De repente, un chirrido metálico resonó en el pasillo cercano, y mi corazón se detuvo en mi pecho. Los guardias estaban cerca, demasiado cerca. Me fundí en las sombras, mi aliento contenido mientras esperaba que el peligro pasara.
Cuando finalmente el sonido de las botas de los gendarmes se desvaneció en la distancia, solté el aliento que había estado reteniendo. Eso había estado cerca.
Deambulé un rato más por los pasillos del palacio, hasta que memoricé todos los rincones y recovecos del lugar. Ahora sí que estaba preparado para mi verdadera incursión. Recuperaría la reliquia de mi padre costara lo que costase.
Escogí una de las rutas de escape que había encontrado y salí del palacio sin ser visto. Me fundí con las sombras del edificio, escapando de la mirada de los gendarmes en todo momento.
Escuché revuelo en la cochera, seguramente otro carro repleto de prisioneros. Era sabido que los encerraban en los calabozos del palacio a la espera de ser juzgados por los Ministros. No les envidiaba su suerte, en absoluto.
Al amanecer, regresé a mi hogar, el corazón aún latiendo con la emoción de la noche anterior. Mis pensamientos se perdieron en la imagen del Vínculo Áureo, como había aprendido que se le conocía a la reliquia de mi padre, que aún no había conseguido, pero que estaba más cerca de mi alcance que nunca.
Me colé en mi habitación usando mi ventana, como de costumbre. No tenía caso irme a dormir ahora que estaba amaneciendo, así que decidí perderme en la pintura, como mejor sabía hacer.

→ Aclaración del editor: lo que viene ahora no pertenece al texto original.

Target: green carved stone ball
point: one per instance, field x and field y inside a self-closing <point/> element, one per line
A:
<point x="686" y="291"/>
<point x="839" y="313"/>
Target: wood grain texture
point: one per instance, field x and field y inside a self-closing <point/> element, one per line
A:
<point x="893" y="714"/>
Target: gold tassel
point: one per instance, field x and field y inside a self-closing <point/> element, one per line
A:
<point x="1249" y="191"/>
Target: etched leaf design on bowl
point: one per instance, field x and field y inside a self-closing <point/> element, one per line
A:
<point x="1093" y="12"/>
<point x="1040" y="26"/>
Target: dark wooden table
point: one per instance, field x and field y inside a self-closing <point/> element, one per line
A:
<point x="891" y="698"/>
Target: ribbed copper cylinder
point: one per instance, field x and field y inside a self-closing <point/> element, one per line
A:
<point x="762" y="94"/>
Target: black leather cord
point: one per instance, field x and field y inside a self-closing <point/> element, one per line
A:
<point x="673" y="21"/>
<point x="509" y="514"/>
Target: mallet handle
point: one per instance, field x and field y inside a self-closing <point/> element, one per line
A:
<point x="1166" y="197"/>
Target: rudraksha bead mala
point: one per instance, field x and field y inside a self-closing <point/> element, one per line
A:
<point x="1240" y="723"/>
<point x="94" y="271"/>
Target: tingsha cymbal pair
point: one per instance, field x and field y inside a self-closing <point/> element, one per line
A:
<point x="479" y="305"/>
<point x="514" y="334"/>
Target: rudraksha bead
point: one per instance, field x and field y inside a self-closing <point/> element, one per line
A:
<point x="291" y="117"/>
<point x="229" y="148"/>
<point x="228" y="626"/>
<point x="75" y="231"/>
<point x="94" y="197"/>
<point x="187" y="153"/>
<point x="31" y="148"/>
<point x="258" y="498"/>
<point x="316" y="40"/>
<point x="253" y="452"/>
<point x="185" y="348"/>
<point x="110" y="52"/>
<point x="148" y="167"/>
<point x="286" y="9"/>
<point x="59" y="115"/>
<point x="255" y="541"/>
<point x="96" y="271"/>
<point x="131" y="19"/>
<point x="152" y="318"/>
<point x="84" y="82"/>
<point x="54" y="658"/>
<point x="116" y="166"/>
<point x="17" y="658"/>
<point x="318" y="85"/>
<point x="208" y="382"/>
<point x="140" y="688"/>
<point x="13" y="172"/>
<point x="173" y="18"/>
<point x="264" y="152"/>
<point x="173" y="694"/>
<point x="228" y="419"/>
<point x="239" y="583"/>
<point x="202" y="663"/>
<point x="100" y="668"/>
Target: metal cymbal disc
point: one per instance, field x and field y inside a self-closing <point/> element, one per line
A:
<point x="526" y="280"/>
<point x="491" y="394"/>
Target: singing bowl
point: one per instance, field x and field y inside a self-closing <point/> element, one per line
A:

Me senté frente a un lienzo en blanco, tomé mis pinceles y cerré mis ojos, dejando que la imagen de mi musa, de Althea, se formara a cada trazo del pincel.
Cada atisbo de su bello rostro plasmado en el lienzo me distraía, y me llevaba por un camino de pensamientos pecaminosos. No podía concentrarme por mucho que lo intentaba, así que terminé por soltar mis pinceles.
Una de mis manos se deslizó hacia la cinturilla de mi pantalón y se coló debajo de este, palpando la ya dolorosa dureza de mi erección a través de la tela de mi bóxer. Di un ligero apretón a esta y de mis labios salió un gruñido gutural.
Esta vez mi mano viajó más allá, dentro de mi ropa interior, rodeando la base de mi erecto miembro y comencé a bombear de arriba abajo lentamente, dejando que los jadeos escaparan de mis labios. Jadeos que llevaban el nombre de Althea e iban dedicados a ella.
Mi cabeza cayó hacia atrás mientras aceleraba los movimientos de mi mano, imaginando que se trataba de la cálida boca de mi cervatilla, imaginando que estaba mirándome con sus grandes ojos verdes.
La tensión se enroscó en mi bajo vientre y sentí un tirón antes de que mi esencia saliera disparada, mancillando mi obra de arte. Me apresuré en buscar un viejo trapo con el que deshacerme de las viscosas manchas.
El reloj de pared dio la hora y supe que tenía que ir a trabajar. No tenía ni idea de cómo podría mirar a Althea a la cara después de lo que había hecho.